I've been using a 16GB M4 MacBook Pro since October of last year and it's the best laptop I've ever used.
Before picking it up, my only machine was a custom PC – it has an Nvidia RTX 4070, Intel Core i7-12700K and 32GB of RAM. For my displays, I have a 32-inch 120Hz ultrawide as my main monitor and a 27-inch 144Hz panel on the side. That setup isn't going anywhere. I still use it every day for gaming and for heavy web development work where I need a design open on one screen and my implementation on the other. Multiple monitors are hard to give up once you have them.
But the MacBook has quietly taken over a huge part of how I actually work.
The workload I throw at it isn't light. iOS and Android simulators, multiple VS Code instances, Docker, multiple Chrome windows running at the same time – and the MacBook has never struggled. Not once. For a machine that a lot of people online will tell you is under-spec'd, it handles my day-to-day development work without complaint. The battery compounds this. I'm not managing my usage around a plugged-in cable. I just use it.

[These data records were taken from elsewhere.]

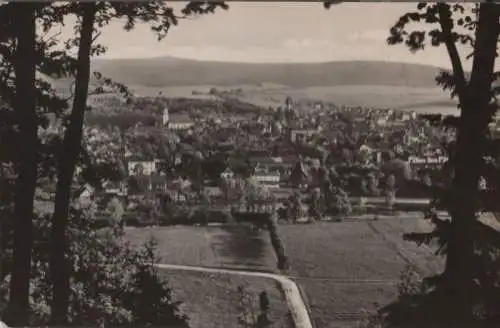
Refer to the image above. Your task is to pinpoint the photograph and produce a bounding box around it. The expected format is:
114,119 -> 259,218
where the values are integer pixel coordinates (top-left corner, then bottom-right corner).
0,0 -> 500,328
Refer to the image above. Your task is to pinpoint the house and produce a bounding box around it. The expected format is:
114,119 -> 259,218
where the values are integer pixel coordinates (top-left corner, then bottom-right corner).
168,114 -> 194,131
220,167 -> 234,180
289,129 -> 318,142
151,174 -> 167,192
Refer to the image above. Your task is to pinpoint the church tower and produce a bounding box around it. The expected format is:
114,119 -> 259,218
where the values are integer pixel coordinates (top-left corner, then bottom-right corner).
163,107 -> 170,126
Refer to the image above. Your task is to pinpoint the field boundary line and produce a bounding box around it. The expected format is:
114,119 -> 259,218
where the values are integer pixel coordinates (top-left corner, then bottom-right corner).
153,263 -> 313,328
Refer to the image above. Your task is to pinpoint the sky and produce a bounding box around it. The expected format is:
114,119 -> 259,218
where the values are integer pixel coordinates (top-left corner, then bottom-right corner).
56,2 -> 474,68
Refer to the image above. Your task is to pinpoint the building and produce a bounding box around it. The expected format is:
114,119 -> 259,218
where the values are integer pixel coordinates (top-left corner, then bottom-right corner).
290,129 -> 318,142
253,170 -> 281,188
163,107 -> 170,126
220,167 -> 234,180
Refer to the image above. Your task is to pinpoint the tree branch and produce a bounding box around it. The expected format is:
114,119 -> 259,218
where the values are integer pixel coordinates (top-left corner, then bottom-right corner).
437,3 -> 467,104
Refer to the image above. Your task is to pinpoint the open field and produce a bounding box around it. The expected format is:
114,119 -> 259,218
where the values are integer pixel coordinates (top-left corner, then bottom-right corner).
122,226 -> 276,271
280,218 -> 442,327
161,270 -> 291,328
127,216 -> 443,328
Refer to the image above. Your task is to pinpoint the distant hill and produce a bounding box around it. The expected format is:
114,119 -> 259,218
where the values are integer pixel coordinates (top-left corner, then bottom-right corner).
92,57 -> 446,88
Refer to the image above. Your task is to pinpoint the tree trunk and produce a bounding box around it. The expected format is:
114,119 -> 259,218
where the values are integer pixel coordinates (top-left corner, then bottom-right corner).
445,3 -> 499,324
6,3 -> 38,326
50,3 -> 96,325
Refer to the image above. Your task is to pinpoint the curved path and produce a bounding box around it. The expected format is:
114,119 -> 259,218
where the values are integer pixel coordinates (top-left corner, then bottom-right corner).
155,264 -> 313,328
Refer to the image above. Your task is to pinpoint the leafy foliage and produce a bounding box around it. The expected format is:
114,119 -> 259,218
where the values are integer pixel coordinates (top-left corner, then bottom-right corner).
376,3 -> 500,325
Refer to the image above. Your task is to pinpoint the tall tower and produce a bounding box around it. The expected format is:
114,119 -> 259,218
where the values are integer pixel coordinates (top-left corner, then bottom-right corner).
285,96 -> 293,111
163,106 -> 170,126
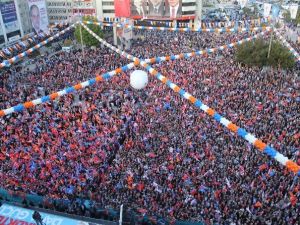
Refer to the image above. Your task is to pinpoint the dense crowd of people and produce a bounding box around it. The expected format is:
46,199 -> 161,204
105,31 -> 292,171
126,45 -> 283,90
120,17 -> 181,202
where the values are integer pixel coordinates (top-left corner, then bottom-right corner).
0,25 -> 300,224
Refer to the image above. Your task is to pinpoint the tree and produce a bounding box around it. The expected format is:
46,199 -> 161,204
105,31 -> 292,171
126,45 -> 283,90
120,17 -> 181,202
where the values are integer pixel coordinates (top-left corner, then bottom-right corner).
236,39 -> 295,69
75,16 -> 103,47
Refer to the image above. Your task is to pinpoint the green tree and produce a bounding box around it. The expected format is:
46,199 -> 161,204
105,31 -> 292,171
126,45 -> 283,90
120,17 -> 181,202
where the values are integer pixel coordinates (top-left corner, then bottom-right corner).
236,39 -> 295,69
75,16 -> 103,47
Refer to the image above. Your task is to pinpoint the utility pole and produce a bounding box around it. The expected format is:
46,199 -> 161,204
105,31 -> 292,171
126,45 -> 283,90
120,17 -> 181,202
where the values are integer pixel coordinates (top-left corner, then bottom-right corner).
119,204 -> 123,225
79,22 -> 84,58
268,25 -> 274,58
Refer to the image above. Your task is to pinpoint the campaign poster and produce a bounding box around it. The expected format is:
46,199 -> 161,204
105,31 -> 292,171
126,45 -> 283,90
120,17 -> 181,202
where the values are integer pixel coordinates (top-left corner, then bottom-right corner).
130,0 -> 147,18
0,1 -> 21,41
27,0 -> 49,34
114,0 -> 130,17
0,204 -> 101,225
147,0 -> 165,17
0,23 -> 5,45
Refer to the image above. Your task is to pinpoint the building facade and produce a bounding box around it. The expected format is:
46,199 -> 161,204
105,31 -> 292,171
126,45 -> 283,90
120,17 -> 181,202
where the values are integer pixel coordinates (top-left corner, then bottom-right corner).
47,0 -> 73,24
0,0 -> 31,46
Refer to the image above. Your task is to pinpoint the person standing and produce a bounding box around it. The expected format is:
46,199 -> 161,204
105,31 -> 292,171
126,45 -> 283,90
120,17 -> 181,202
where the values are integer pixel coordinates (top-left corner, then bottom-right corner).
149,0 -> 164,16
32,211 -> 43,225
166,0 -> 181,19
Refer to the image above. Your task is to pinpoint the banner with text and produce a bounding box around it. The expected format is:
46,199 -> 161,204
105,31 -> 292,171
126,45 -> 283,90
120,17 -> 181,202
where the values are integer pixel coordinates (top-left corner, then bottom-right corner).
0,1 -> 21,41
27,0 -> 49,34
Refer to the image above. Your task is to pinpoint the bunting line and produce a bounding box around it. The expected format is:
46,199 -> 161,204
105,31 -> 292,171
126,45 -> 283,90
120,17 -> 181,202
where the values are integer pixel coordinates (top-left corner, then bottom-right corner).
274,28 -> 300,62
83,24 -> 300,176
135,61 -> 300,176
83,21 -> 271,33
0,63 -> 134,117
0,23 -> 77,69
82,23 -> 272,64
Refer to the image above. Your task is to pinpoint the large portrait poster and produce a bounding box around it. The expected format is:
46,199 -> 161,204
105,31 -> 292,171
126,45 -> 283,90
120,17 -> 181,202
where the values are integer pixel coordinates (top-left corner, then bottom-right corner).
114,0 -> 130,17
0,1 -> 21,41
27,0 -> 49,33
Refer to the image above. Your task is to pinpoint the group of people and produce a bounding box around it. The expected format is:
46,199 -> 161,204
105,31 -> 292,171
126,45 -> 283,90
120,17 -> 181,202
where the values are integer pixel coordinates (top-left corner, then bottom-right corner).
0,25 -> 300,224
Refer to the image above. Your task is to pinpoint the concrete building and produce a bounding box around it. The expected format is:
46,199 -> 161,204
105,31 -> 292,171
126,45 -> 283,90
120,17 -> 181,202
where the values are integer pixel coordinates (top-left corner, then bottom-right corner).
0,0 -> 31,46
96,0 -> 115,18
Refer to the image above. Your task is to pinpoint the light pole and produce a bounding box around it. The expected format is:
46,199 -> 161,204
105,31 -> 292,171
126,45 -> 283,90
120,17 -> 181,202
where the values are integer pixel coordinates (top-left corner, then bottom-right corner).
79,23 -> 84,58
119,204 -> 123,225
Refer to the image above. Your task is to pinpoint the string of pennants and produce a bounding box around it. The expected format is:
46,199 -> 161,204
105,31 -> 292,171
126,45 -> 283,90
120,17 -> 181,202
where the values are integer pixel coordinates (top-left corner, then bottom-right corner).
0,20 -> 300,175
0,24 -> 268,117
0,21 -> 300,175
138,17 -> 271,29
0,24 -> 270,117
0,23 -> 77,69
83,21 -> 271,33
82,24 -> 300,176
274,28 -> 300,62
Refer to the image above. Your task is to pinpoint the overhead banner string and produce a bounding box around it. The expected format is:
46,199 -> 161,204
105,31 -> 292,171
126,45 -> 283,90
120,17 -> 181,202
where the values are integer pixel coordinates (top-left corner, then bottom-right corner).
82,24 -> 300,175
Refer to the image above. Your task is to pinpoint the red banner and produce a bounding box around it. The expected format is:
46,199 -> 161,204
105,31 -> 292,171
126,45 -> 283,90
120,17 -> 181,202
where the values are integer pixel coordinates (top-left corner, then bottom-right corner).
114,0 -> 130,17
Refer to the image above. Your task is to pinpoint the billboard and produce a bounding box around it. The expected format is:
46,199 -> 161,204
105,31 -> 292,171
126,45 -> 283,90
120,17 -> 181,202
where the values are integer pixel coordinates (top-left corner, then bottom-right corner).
0,1 -> 21,41
114,0 -> 182,19
114,0 -> 130,17
0,23 -> 5,45
0,204 -> 105,225
27,0 -> 49,34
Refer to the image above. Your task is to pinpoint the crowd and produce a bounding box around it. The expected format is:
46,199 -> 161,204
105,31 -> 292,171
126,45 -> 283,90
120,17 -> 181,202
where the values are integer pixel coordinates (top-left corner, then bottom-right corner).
0,26 -> 300,225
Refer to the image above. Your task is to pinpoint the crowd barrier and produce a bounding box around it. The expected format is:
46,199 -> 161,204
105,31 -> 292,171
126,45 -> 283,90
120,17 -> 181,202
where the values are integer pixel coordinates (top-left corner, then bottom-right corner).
83,24 -> 300,176
0,188 -> 204,225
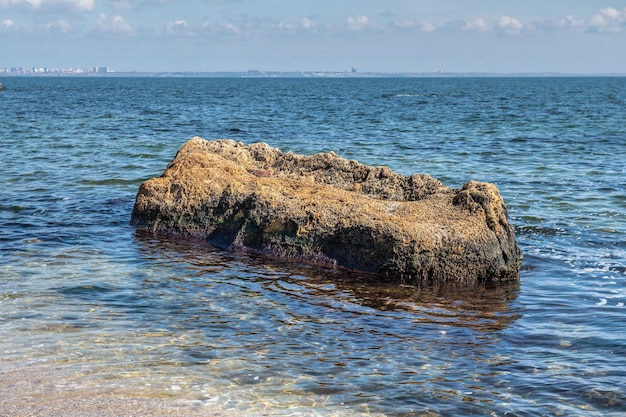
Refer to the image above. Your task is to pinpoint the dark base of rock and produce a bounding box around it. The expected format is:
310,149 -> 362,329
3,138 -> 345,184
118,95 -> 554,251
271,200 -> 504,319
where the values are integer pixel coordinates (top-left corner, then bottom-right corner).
131,138 -> 522,284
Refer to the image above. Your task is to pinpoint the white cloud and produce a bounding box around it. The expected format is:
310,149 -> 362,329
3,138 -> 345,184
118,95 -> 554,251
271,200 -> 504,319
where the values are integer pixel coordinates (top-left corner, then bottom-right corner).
589,7 -> 626,32
460,18 -> 491,32
277,17 -> 317,32
391,19 -> 436,32
201,22 -> 241,35
165,19 -> 195,36
0,19 -> 15,29
95,13 -> 135,36
46,19 -> 72,33
300,17 -> 317,30
496,16 -> 524,35
346,16 -> 370,31
0,0 -> 96,13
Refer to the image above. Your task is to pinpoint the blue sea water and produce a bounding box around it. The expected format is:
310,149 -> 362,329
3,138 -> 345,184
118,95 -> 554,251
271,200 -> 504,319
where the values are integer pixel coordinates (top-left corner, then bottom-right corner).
0,77 -> 626,416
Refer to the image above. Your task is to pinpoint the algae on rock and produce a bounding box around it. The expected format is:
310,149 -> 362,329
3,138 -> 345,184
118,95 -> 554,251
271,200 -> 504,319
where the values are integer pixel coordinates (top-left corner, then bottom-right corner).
131,137 -> 522,284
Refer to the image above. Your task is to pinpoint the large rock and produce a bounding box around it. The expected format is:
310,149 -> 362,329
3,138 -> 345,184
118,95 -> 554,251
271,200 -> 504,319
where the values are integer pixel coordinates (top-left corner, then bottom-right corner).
131,137 -> 522,284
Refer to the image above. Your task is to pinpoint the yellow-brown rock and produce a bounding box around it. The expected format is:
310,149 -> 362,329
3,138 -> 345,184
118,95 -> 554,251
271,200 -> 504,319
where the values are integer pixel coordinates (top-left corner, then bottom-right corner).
131,137 -> 522,284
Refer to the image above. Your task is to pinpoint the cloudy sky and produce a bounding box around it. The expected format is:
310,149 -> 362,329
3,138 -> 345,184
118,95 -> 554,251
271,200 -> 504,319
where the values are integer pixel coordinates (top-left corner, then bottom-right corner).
0,0 -> 626,73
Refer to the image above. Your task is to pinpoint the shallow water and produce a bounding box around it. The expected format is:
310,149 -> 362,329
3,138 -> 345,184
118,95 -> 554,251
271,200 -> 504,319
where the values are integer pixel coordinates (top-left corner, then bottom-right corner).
0,77 -> 626,416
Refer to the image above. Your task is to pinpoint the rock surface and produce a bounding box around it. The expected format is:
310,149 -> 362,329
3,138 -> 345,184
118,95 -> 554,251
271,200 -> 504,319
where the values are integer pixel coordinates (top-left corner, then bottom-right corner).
131,137 -> 522,284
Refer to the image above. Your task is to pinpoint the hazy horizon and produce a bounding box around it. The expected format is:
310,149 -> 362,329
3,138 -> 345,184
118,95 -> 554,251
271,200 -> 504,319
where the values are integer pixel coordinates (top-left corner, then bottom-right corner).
0,0 -> 626,74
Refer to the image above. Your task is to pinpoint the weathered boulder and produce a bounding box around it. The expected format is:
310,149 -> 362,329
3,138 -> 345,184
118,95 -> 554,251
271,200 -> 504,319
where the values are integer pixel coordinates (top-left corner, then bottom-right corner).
131,137 -> 522,284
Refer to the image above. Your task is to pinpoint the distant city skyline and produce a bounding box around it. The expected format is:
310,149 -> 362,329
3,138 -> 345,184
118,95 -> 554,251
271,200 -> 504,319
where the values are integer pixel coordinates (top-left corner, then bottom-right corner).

What I didn't fully appreciate before buying it was how much portability would change things. Being able to code from my bedroom when I feel like it sounds like a small perk. It is a significant advantage. And then there's the less predictable stuff – I have a nine-month-old son, and if he's fussing with his mom right before a meeting, I can just pick up my MacBook, walk to the living room, and be on the call in thirty seconds. That kind of flexibility is hard to put a price on.
I'm not deep in the Apple ecosystem. I don't have an iPhone. I came into this as purely a laptop purchase, not a lifestyle choice. And on those terms alone, this machine delivers completely. The build quality, the trackpad, the battery, the performance – all of it holds up without needing anything else around it.
If you're a developer on the fence about the 16GB model, don't let the spec discourse scare you off. In real daily use, it's more than enough.